Du même auteur, dans cette même collection est paru en 2018 : "Maine"
Robert Nash
Poèmes
à un ami français
Éditions de la revue À l’Index, 2020, 105 pages.
Curieuse aventure en vérité que celle de
ce manuscrit. L’éditeur, Jean-Claude Tardif, lui-même poète, alors qu’il
soulève le couvercle d’une malle, découvre des poèmes-lettres adressés à son
père. L’auteur : un certain Robert Nash, Anglais devenu Américain. Tout à
la surprise de plonger dans l’échange occasionné par une amitié dont il
ignorait tout, il se surprend à déchiffrer l’anglais de vieux feuillets, tantôt
peu lisible, tantôt totalement ruiné par le temps et l’humidité et à aller
jusqu’à concevoir une édition. Ainsi, quarante ans après avoir été écrites,
voici que nous accédons à quelques pages sauvées de l’oubli. La voix de Robert
Nash, toute en clarté et sobriété, nous invite, en dévoilant quelques parts
intimes d’une destinée, à pénétrer dans la dernière phase d’une vie faite de
solitude voulue et acceptée. Nous allons donc, au fil des poèmes, nous
rapprocher des souvenirs de la femme aimée, disparue deux années après la perte
du fils, mort en 1974 au Vietnam. Nous ne trouvons là aucun dolorisme, mais une
déchirante méditation sur le repli d’un homme qui trouve dans la présence d’un
blaireau la seule et suffisante compagnie. Un sac à dos / rien d’autre pour
une vie / peu de souvenirs d’enfance / une plage peut-être sur la côte anglaise
/ un père, une mère / qui présage ce que vous serez. Que valent donc nos
destinées ? sinon d’accéder à l’oubli de sa propre personne. L’auteur
évoque largement des faits anodins, le cri d’un balbuzard, le vent dans les
arbres, sans jamais relâcher sa pensée unique : l’effacement. Et comme si
l’écriture était dictée par une loi interdisant tout hasard, nous apprenons en
fin de volume que Robert Nash a disparu en 1995 ; il ne rentra jamais
d’une randonnée et son corps ne fut pas retrouvé. Saluons aussi le travail de
la traductrice, Françoise Besnard-Canter. Si elle suit quand cela est permis le
texte au plus près, elle sait que le passage au français nécessite souvent un
déploiement des vers dont l’original en anglais, langue de l’ellipse par
excellence, peut se passer. N’y voyons là aucune trahison, mais au contraire la
volonté de se rapprocher, au risque parfois de l’ajout d’une idée, de la pensée
intime de l’auteur.
CARINO BUCCIARELLI
II
Dylan ne l’a pas lu, ni Sylvia Plath. Pas plus que Berrigan – à ne pas confondre avec Brautigan, qui ne l’a pas connu, non plus – et Bukowski pas davantage qui pensait (comme Ferré me le répétait, aussi), que tous les poètes vivants – sauf lui – étaient nuls. Non avenus.

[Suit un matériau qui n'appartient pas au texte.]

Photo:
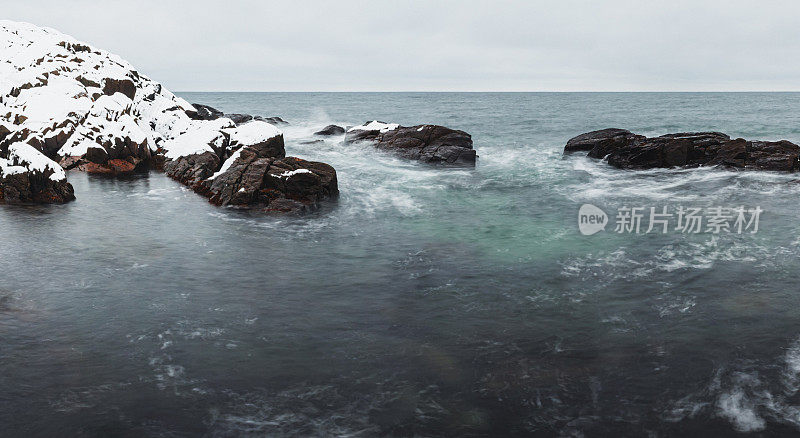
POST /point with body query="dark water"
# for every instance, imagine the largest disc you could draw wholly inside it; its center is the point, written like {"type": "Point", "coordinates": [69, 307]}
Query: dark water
{"type": "Point", "coordinates": [425, 302]}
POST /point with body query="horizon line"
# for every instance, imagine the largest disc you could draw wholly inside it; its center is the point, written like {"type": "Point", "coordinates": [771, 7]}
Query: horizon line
{"type": "Point", "coordinates": [489, 91]}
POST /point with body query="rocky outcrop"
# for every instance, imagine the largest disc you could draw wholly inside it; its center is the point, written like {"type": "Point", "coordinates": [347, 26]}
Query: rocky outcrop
{"type": "Point", "coordinates": [426, 143]}
{"type": "Point", "coordinates": [205, 112]}
{"type": "Point", "coordinates": [255, 172]}
{"type": "Point", "coordinates": [330, 130]}
{"type": "Point", "coordinates": [67, 105]}
{"type": "Point", "coordinates": [27, 176]}
{"type": "Point", "coordinates": [626, 150]}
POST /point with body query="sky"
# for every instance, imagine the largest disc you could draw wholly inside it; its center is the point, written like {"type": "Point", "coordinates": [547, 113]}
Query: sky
{"type": "Point", "coordinates": [462, 45]}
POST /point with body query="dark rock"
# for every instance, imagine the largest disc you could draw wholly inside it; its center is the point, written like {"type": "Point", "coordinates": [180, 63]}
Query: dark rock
{"type": "Point", "coordinates": [239, 118]}
{"type": "Point", "coordinates": [330, 130]}
{"type": "Point", "coordinates": [426, 143]}
{"type": "Point", "coordinates": [275, 120]}
{"type": "Point", "coordinates": [96, 155]}
{"type": "Point", "coordinates": [687, 149]}
{"type": "Point", "coordinates": [124, 86]}
{"type": "Point", "coordinates": [205, 112]}
{"type": "Point", "coordinates": [113, 167]}
{"type": "Point", "coordinates": [34, 187]}
{"type": "Point", "coordinates": [256, 176]}
{"type": "Point", "coordinates": [605, 139]}
{"type": "Point", "coordinates": [273, 184]}
{"type": "Point", "coordinates": [193, 169]}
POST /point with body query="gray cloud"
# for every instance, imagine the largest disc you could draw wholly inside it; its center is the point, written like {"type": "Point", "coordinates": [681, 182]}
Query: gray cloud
{"type": "Point", "coordinates": [440, 46]}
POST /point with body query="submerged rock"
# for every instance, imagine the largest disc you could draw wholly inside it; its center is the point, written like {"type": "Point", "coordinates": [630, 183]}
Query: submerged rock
{"type": "Point", "coordinates": [67, 105]}
{"type": "Point", "coordinates": [626, 150]}
{"type": "Point", "coordinates": [426, 143]}
{"type": "Point", "coordinates": [330, 130]}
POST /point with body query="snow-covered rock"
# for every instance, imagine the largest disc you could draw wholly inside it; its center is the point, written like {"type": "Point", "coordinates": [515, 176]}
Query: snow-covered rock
{"type": "Point", "coordinates": [431, 144]}
{"type": "Point", "coordinates": [67, 104]}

Dylan, de même prénom, ne l’a pas vu errer dans le Maine, entre 1976 et 1995, État où il a survécu, en triste état, après tant de deuils et douleurs, en proie au doute. Berrigan aurait aimé, j’en suis certain, croiser cet homme-là, meurtri sincèrement, irrémédiablement meurtri, mais qui se tint debout, sur le fil de la canne-épée de la poésie. Oui, Nash (son nom… de ville !) se tient debout, à le lire, et la poésie, avec lui, tient la route, à bout de bras, sans apprêt ni fla-fla. C’est en cela qu’il est proche de Brautigan, toujours à hauteur d’humaine humilité, mais, à l’inverse de Richard (… tu m’entends ?), il ne se suicida, Nash. Robert avait mieux à faire : il correspondit, par exemple, des décennies avec le père de Jean-Claude, et celui-ci ne retrouva ces lettres que par hasard, d’autres décennies plus tard.
Comment Dylan,
nobélisé de frais, pourrait avoir entendu parler d’un poète jamais
publié ? Et comment
diable Berrigan, je veux écrire Brautigan, aurait pu lire Robert Nash ?
Même Ferlinghetti – toujours en vie, à 101 ans – dernier acteur-témoin de la
mythique Beat Generation – ne lira sans doute jamais cet homme qui
partit seul en randonnée, en 1995, et dont le corps, à l’instar d’un Arthur
Cravan,
ne fut jamais retrouvé. Bukowski en a la chique coupée ; voire coupe-rosée ! Un poète authentique, bien que (ou parce que) jamais imprimé de son vivant… J’entends, d’ici, Emily Dickinson rigoler : « – Vous voyez bien que ce qui compte, c’est être, bien plus que paraître. Puisqu’on finit, tous, par disparaître. » Et Patti Smith, marraine des punks, renchérit : « – No future ! »
Nash, contre
toute attente, est accessible grâce à Françoise Besnard-Canter,
poète-traductrice, et à Jean-Claude Tardif,
revuiste-éditeur, en deux tomes de lettres-poèmes posthumes :
« Maine », revue À l’Index, collection Le Tire-langue, 2018 et
« Poèmes à un ami français », ibid, 2020. Un troisième tome est
bouclé. Ne reste plus aux lecteurs qu’à se précipiter… Qu’en eût dit
Cummings ? « The answer, my friend, is blowing in the
wind... » et de Bob Dylan à Bob Nash, ce n’est pas un bobard !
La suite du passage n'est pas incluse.